God decided in advance to adopt us into his own family by bringing us to himself through Jesus Christ. This is what he wanted to do, and it gave him great pleasure.

—EPHESIANS 1:5, NLT

ONE MORNING DURING my devotions I read the words Jesus used to teach His disciples about producing fruit and loving one another. Out of all the wisdom in His instructions, one statement especially stood out:

“You did not choose me but I chose you.”

—JOHN 15:16

Perhaps it was the timing. I had just launched into my own ministry and was feeling very insecure about it. But in this moment Jesus’s words jumped off the page and spoke very personally to me. “I chose you,” I heard Him whisper.

Hearing Jesus assure me with the words I chose you was like a healing salve to my emotions. These three little words suddenly unpacked themselves and gave life to my weary self. They affirmed that although others had rejected me in the past, God chose me from the beginning. They confirmed God’s call on my life, easing my apprehension about whether people would accept me in the ministry. With this I quickly took these words and personalized them into a declaration: “God—chose—me!” The magnitude of the simple but profound truth of being chosen by God was a foundation on which I built confidence for ministry. Today it still gives me the courage to keep on keeping on.

I have come to learn that I am rarely alone in my struggles. As I travel and minister, I repeatedly hear from both men and women of every age with similar uncertainties. Many people are convinced that they are accidents or mistakes and are therefore unwanted, unneeded, or undesired. I know too well how these insecurities affected my life, which is why I believe God has called me to set the record straight.

The Growing Issue of Insecurity

Begin to observe the people in your classroom, in your office, at the store, or in your church. Look at how they walk. Listen to how they talk. You will likely see one of two ways in which most hold themselves: head held low and quiet or flashy and loud. While these seem to be two very different postures, both are often rooted in the same insecurity—fear of rejection. The one who holds her head low does so because she has never had anything authentic to give her identity and confidence. In fact, she has likely experienced intense rejection in the past and is afraid of being rejected again. She therefore doesn’t engage with anyone or anything in life. The one who is boisterous might have the opposite experience. He has become accustomed to people liking him for his abilities or his stuff. He therefore believes he must continue to project a flashy image to remain accepted.

These outward manifestations are the product of a society that has run amok. Sure, people of all generations have faced rejection. Kids have always been cruel to one another.

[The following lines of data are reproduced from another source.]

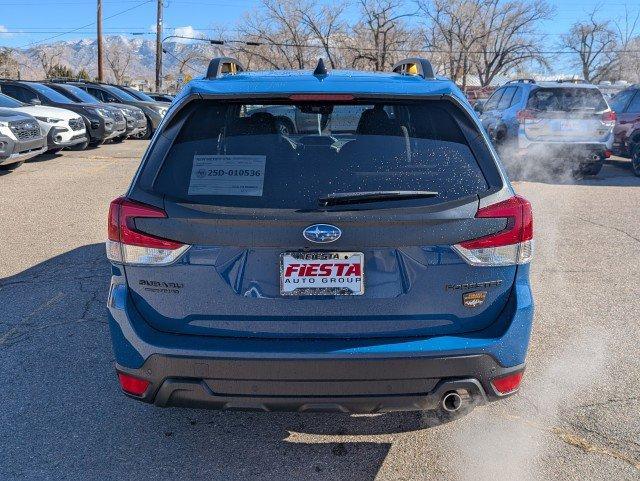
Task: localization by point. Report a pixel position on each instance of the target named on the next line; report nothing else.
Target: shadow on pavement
(63, 414)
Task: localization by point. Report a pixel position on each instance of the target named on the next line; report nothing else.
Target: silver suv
(562, 122)
(20, 138)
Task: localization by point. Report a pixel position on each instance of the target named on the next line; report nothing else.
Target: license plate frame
(295, 282)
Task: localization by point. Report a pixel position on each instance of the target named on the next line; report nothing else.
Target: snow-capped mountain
(126, 58)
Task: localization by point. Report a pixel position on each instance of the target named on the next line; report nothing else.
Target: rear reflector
(507, 384)
(512, 245)
(126, 245)
(132, 385)
(609, 116)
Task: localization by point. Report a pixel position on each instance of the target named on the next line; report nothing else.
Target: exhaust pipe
(451, 401)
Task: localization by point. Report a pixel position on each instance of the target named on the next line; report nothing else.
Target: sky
(24, 23)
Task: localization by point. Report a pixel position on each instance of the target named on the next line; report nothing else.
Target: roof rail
(572, 81)
(522, 81)
(414, 66)
(223, 65)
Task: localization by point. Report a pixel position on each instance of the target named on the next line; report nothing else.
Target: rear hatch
(567, 114)
(388, 199)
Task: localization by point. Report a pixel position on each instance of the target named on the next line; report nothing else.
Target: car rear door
(566, 114)
(232, 279)
(628, 119)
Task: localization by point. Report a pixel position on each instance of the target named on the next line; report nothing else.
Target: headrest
(375, 121)
(260, 123)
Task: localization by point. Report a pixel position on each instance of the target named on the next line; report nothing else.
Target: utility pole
(100, 49)
(159, 48)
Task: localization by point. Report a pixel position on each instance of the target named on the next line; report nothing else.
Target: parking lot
(63, 416)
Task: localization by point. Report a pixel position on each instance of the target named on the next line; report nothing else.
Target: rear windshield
(288, 156)
(567, 99)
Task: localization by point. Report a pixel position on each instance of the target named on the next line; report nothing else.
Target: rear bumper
(353, 375)
(570, 151)
(332, 385)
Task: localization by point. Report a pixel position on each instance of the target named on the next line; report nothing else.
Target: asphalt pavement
(62, 415)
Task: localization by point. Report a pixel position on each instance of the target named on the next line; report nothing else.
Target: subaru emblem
(322, 233)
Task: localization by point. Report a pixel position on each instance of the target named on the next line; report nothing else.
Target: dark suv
(626, 104)
(384, 267)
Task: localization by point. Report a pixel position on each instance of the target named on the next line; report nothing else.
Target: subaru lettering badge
(322, 233)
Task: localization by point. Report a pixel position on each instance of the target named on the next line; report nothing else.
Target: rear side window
(620, 101)
(287, 156)
(505, 100)
(634, 106)
(492, 103)
(567, 99)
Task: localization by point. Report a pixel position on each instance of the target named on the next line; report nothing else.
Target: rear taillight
(609, 117)
(511, 246)
(507, 384)
(126, 245)
(132, 385)
(523, 115)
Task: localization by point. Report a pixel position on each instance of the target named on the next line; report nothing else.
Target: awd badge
(474, 299)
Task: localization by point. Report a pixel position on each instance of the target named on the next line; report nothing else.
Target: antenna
(320, 68)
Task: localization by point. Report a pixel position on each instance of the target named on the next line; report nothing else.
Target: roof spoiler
(223, 65)
(414, 66)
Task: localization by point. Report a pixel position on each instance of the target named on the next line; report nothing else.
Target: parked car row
(38, 117)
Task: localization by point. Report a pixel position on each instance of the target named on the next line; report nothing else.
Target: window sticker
(227, 175)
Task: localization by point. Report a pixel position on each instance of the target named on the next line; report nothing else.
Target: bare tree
(453, 31)
(381, 36)
(626, 29)
(508, 37)
(594, 43)
(326, 25)
(277, 35)
(118, 57)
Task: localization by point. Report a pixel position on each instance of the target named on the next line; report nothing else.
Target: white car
(61, 127)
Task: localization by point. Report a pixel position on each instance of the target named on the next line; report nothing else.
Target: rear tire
(13, 166)
(285, 127)
(635, 159)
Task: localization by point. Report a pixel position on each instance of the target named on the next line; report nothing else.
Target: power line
(252, 43)
(87, 25)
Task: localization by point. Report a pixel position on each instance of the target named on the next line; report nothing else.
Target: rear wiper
(338, 198)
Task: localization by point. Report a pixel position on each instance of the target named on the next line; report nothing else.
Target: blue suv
(379, 266)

People have always selected friends based on superficial characteristics such as looks or abilities. But the rejection many face today is much deeper than being passed over for a promotion or chosen last for a team. Think about the influences of these modern issues on people in our society:

• Increased divorce rates leave the other spouse feeling unwanted and the children betrayed.

• Increased births outside of marriage leave children believing they are unplanned and undesired mistakes.

• Modern science intends to show that there is neither a Creator nor a purpose to life; we are all just accidents of evolution.

• Secular culture accepts individuals based on their success, which is defined by a person’s financial situation, career, or the number of social media contacts. If you don’t achieve, you don’t measure up.

Don’t be naive about the unique challenges that pervade our culture. Many of the effects from these issues aren’t simply outgrown. Often they are identity shapers with intense power to skew our beliefs about ourselves. It is therefore increasingly imperative that we look to God’s Word as a solid foundation on which to build godly confidence and a healthy self-image.

Why Would God Choose Me?

I regularly hear people ask, “Why did God create people?” Certainly it is not because God needed us; He is not codependent. His security and well-being are not affected by anything we provide. No, God is self-sufficient, which means that He is complete and lacks nothing.

Second, God didn’t create us because He was lonely. At the time of creation, when God spoke humankind into existence, He said, “Let us make humankind in our image, according to our likeness” (Gen. 1:26). God the Father was in relationship with His Son and His Holy Spirit. He definitely wasn’t without company.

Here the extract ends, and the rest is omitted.